🤖 AI Summary
This work addresses key challenges in sim-to-real transfer of end-to-end control policies for quadrotor UAVs—namely, inefficient visual rendering, inaccurate physical modeling, unmodeled sensor discrepancies, and the absence of a unified training and deployment platform—by proposing an integrated framework. The framework systematically combines differentiable physics simulation, reinforcement learning, and a structured reward mechanism for the first time, and introduces a multidimensional sim-to-real alignment strategy encompassing system identification, domain randomization, latency compensation, and noise modeling. Through two-stage validation and hardware-in-the-loop testing, the approach achieves zero-shot real-world deployment across six distinct control tasks, substantially enhancing the effectiveness and robustness of policy transfer.
📝 Abstract
Training and transferring learning-based policies for quadrotors from simulation to reality remains challenging due to inefficient visual rendering, physical modeling inaccuracies, unmodeled sensor discrepancies, and the absence of a unified platform integrating differentiable physics learning into end-to-end training. While recent work has demonstrated various end-to-end quadrotor control tasks, few systems provide a systematic, zero-shot transfer pipeline, hindering reproducibility and real-world deployment. To bridge this gap, we introduce E2E-Fly, an integrated framework featuring an agile quadrotor platform coupled with a full-stack training, validation, and deployment workflow. The training framework incorporates a high-performance simulator with support for differentiable physics learning and reinforcement learning, alongside structured reward design tailored to common quadrotor tasks.

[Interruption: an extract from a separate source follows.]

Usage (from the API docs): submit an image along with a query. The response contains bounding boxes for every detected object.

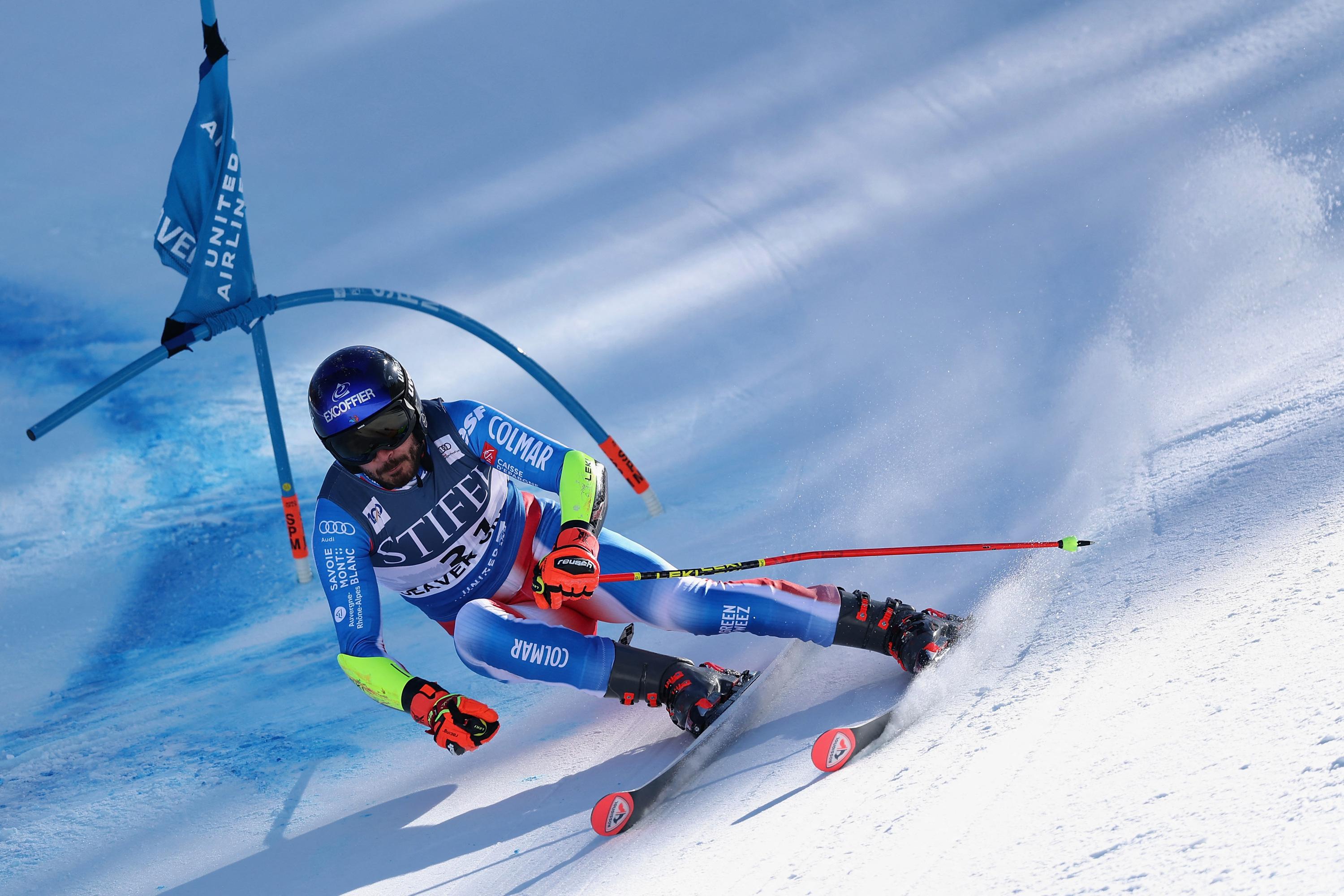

We further introduce a two-stage validation strategy using sim-to-sim transfer and hardware-in-the-loop testing, and deploy policies onto two physical quadrotor platforms via a dedicated low-level control interface and a comprehensive sim-to-real alignment methodology, encompassing system identification, domain randomization, latency compensation, and noise modeling. To the best of our knowledge, this is the first work to systematically unify differentiable physical learning with training, validation, and real-world deployment for quadrotors. Finally, we demonstrate the effectiveness of our framework for training six end-to-end control tasks and deploy them in the real world.